It is important to remember that non-conventional foundations will always be more costly than the traditional methods. They’re also likely to result in a slightly longer project timeframe. On average, the application of reinforced ground beams adds between 7-14 days to the foundation stage. However, this is something that you should discuss with your provider.

How Reinforced Foundations Work

Concrete columns called piles are inserted deep into the ground until they reach the firmest bedrock. They can then be used to anchor the structure to the earth, without fear of shifting or movement. Over the years, the method has become much more popular, because short bored systems are less expensive than they were.

It is currently the second most popular foundation building technique, after standard trench foundations. It works by positioning piles beneath the primary walls, corners, and intersections, at intervals of around 2.5 metres. Once they are sturdy and secure, pile caps are added on top, so that the piles can carry the reinforced ground beams.

The Impact of Your Construction System

On land where the load bearing support is found fairly deep within the earth, piled foundations are the safest and most economical solution.

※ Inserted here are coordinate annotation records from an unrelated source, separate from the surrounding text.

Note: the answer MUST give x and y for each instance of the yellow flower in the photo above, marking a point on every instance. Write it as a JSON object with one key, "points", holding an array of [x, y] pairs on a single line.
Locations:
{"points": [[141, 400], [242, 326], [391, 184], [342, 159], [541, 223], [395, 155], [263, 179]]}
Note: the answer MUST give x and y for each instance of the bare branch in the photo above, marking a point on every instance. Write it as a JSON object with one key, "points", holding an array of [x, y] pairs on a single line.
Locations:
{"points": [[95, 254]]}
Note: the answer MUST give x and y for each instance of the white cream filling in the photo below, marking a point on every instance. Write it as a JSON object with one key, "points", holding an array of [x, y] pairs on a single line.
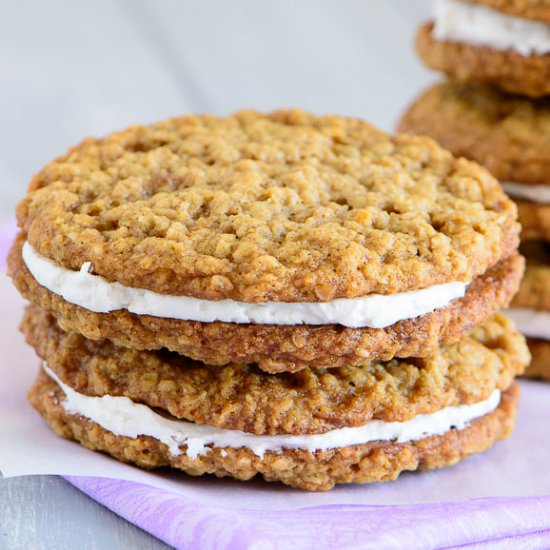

They are a suitable choice, for example, on made up ground, shrink-prone clays, or soil that contains deep rooted vegetation. If the land is deemed to be very insecure, a reinforced concrete raft can be used to, essentially, ‘float’ the foundations. This puts less pressure and strain on unstable ground.

It is important to work closely with your lead engineer and foundation building team because the method chosen will depend on how you want to erect the structure. For instance, traditional masonry walls are best used in combination with conventional raft or trench foundations. On the other hand, pile foundations are a viable option for both masonry and timber structures.